Przewodniczący: Pan był już w tej sprawie przesłuchiwany. Proszę powtórzyć swoje zeznania.
Świadek Trzesiński: W 1940 r. przyjechało dwoma samochodami SD i SS i obstawili wejście do lasu.
Przewodniczący: Czy byli tam też żandarmi?
Świadek: Tego nie wiem.
Przewodniczący: Czy dużo było w Kosowie egzekucji?
Świadek: Było kilkadziesiąt, zwłaszcza dużo było w 1944 r., bo odbywały się prawie co tydzień. Widziałem wszystkie, bo odbywały się o sto metrów od mego domu. Słyszałem krzyki kobiet, dzieci i mężczyzn. Raz otrzymałem rozkaz zakopania dwóch ludzi. Było to w 1943 r.
Przewodniczący: Co to byli za ludzie?
Świadek: Nie wiem, skąd pochodzili.
Przewodniczący: Jak strzelano do tych ludzi?
Świadek: Strzelano przeważnie w tył głowy.
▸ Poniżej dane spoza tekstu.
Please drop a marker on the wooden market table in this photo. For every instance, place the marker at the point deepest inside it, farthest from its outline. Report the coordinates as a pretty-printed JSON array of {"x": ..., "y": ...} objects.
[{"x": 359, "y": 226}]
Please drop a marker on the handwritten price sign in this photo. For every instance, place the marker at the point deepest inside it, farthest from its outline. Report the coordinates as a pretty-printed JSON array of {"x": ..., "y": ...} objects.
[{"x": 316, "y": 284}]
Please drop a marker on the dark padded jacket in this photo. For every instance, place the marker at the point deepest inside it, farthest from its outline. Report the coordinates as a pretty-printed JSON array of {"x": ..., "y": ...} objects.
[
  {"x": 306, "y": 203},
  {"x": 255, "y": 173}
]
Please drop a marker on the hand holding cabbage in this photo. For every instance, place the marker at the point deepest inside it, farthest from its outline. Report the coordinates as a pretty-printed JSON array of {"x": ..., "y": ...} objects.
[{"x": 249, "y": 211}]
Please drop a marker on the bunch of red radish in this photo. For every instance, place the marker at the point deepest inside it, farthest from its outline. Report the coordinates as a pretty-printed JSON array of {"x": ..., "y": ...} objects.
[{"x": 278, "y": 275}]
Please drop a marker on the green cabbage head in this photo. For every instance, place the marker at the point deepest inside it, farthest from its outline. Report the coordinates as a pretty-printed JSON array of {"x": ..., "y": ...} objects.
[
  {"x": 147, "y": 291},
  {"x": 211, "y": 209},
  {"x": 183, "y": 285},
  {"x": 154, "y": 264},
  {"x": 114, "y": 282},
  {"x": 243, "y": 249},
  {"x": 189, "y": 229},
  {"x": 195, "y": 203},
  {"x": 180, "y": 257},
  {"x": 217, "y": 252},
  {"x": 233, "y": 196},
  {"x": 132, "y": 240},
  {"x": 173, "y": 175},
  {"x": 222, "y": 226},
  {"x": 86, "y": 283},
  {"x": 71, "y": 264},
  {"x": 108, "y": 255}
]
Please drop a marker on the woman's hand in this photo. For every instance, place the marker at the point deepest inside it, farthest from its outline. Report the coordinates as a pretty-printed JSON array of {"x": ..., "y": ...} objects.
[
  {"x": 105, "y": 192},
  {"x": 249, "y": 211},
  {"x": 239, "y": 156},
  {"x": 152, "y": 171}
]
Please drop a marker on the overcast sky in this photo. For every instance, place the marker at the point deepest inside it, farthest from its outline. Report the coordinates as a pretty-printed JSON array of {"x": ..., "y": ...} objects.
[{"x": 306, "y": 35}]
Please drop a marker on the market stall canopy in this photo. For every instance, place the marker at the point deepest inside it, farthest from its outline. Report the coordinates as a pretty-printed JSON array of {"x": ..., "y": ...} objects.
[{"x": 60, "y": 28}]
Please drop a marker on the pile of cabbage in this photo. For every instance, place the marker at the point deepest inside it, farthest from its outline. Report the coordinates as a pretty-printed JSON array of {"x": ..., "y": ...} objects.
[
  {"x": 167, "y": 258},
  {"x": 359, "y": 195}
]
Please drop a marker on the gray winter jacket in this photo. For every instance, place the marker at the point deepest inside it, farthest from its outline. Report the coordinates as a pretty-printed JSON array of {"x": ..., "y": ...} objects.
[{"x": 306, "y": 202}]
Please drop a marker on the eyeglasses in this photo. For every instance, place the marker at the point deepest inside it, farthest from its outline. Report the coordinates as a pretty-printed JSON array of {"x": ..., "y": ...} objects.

Przewodniczący: A jak to było z aresztowaniem syna?
Świadek: Mój syn został aresztowany w nocy z 12 na 13 kwietnia 1944 r. O godz. 23.00 wyciągnięto go z domu i zabito pół metra od domu. Posądzony był o udział w podziemiu. Pochowano go w lesie kosowskim.
Przewodniczący: Czy zabijano również dzieci?
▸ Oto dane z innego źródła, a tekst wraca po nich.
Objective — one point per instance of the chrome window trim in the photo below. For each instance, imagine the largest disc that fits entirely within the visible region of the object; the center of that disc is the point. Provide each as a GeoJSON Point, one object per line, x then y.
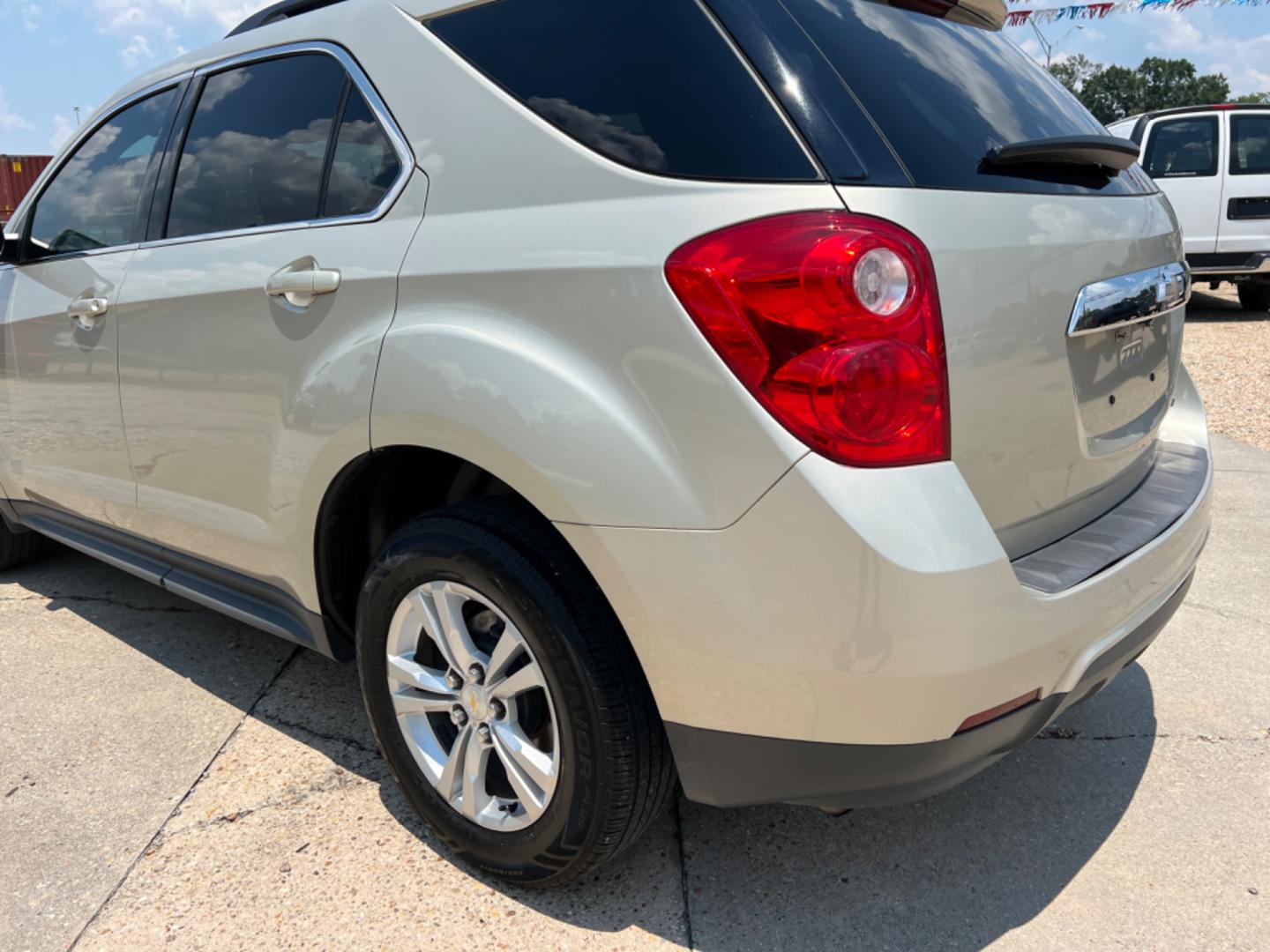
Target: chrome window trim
{"type": "Point", "coordinates": [378, 108]}
{"type": "Point", "coordinates": [68, 152]}
{"type": "Point", "coordinates": [1131, 299]}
Świadek: Tak, nawet w wieku siedmiu–ośmiu lat.
Przewodniczący: Czy zabijano większe grupy ludzi?
Świadek: Tak, nawet po sześćdziesiąt kilka osób. Jaśkiewicz został aresztowany i wywieziony do Oświęcimia. Falkiewicz i Prętak zostali zabici za to, że byli podejrzani o udział w podziemiu.
Przewodniczący: Ile osób, pana zdaniem, zostało zamordowanych?
Świadek: W każdym razie więcej niż tysiąc osób.
Przewodniczący: Kiedy było najwięcej egzekucji?
Świadek: W 1944 r. – odbywały się nieraz i dwa razy w tygodniu.
Obrońca: Kto przeprowadzał egzekucje? Czy świadek rozpoznaje mundury?
Świadek: SS i SD. SS miało znaki na niebieskim tle.